Kindheart, Read “Obsessive Love”. The absolute main point of the book is that rejection fuels obsessive love. It also has some very helpful suggestions on how to combat the obsession and heal from rejection, and just recover from the whole ordeal. I think you’re doing great!

kindheart48
15 years ago

hey guys, thanks for all the support, it is just what i needed. Yes i’ve been thinking about choc truffles from France that you can get sesonally at a price club and how i can get ahold of them ahah. Im anxious about seeing the area manager tom and she’s a woman.. Think all i can say is work is good for me, im single woman and ineed my job thank you please. It’s a little daunting thinking aobut getting up early , what to wear, all the stress but everyone in my life including you gals all think it will be good for me so i think i will feel better about myself, all women where i work can be very caddy so im going to try and keep out of the gossip . Was in the bank the other day and one girl said the customers miss me tons so that’s a plus right there. love kindheart

kindheart48
15 years ago

Thanks Kim , ver a very long time i’ve been aware or tried to explain topeople that this has all gone back to rejection as it’s the same thing that happened with my first love who broke up with me. Im going to get that book or is it not a book as i welcome any help i can get to combat that terrible feeling that you want to anethisize that sets you up again to be rejected. Is it a book Kim ? kindheart

kim frederick
15 years ago

Yes Kindheart, it’s a book by Susan foreward, Ph.D. I read it several years ago but I remember that the basic tenant of the book being that rejection fuels obsessive love.

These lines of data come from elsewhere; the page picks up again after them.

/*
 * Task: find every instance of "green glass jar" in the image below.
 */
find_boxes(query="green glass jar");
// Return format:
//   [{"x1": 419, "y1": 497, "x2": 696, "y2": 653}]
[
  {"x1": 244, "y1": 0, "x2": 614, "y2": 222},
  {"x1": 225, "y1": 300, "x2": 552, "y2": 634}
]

I hope it helps. Let me know.

Twice Betrayed
15 years ago

“rejection fuels obsessive love.”

Yes, it does. Very good book. We all want to be accepted and rejection causes us to feel insecure and unworthy. The single most thing I believe the P can hone in/focus on is insecurity. We ALL have insecurities including the P’s. However, they try not to ever let anyone get a glimpse of their weaknesses/insecurities for fear they will get back what they have used [in us] so unmercifully. That’s why they keep us seesawing on emotions…acceptance/worship and then rejection. It keeps us off balance never knowing where we stand and always serving them and after so much of this…we become brainwashed into believing their opinion of us creates our worth. Not so. Coming to realize OUR values and WHO WE ARE is our value and acceptance. As a friend of mine said regarding what my X hub said about me: “That’s just ONE man talking.”
The very first book I found/read that helped me greatly was a book by Susan Forward entitled “Men Who Hate Women, and The Women Who Love Them. This was the only book I found at the time on this….I was just becoming aware [at that time]…that these men do NOT really like women.

kim frederick
15 years ago

Yeah, TB, and that see-saw of emotions is soooo crazy making and miserable. I’m sooo glad to be out of my last relationship, and feel pretty good about not being in a new one at this time. I’ve spent most of my life in crazy relationships, it’s such a relief to take a breather. Hopefully, if I ever end -up in another relationship, I’ll be healthier myself, ie, self esteem, and all its’ trappings.

Peace to you TB and also to you, Kindheart.

Twice Betrayed
15 years ago

kim: You are so correct. I’ve been in a crazy relationship in some form all my life. I grew up with a brother that did not like females [he had 4 sisters, no brothers and my mom was very demanding/ controlling of him -saddling him with adult responsibility at a very young age]so he was very resentful at females. He never married and died at 58 in a tragic automobile accident. He was a very handsome, talented man…but very troubled and he projected and took out a lot of these issues on me since I was the very youngest. In some ways he was very good to me…and others very cruel…you know the score. From that root…I married two P’s over the years never realizing that females are not second rate humans…….was always brainwashed into believing we were. Things have changed for me. I know who I am now…and what I am valued as. For the first time in my life…I am truly free. I don’t really want to be in another marriage/relationship…I am too hurt. I cannot risk, at this time, any type of pain. I finally feel good and am not willing to risk any emotion. As Mark Twain said [I quote him a lot…I really like him]: “If a cat sits on a hot stove, he’ll never sit on another one….course he won’t ever sit on any stove again.” 😉

kim frederick
15 years ago

TB, love it!!

Yeah, I might very well opt out of stove sitting, too. We’ll see how it goes. I know I have no desire to sit on one at this point. I’m actually pretty happy.

TOWANDA!!!

Twice Betrayed
15 years ago

Kim: I totally relate!
Peace and hugs to you! 🙂

skylar
15 years ago

http://www.ptypes.com/inventives2.html

TB and Kim, about Mark Twain aka Sam Clemens….was he a narcissist?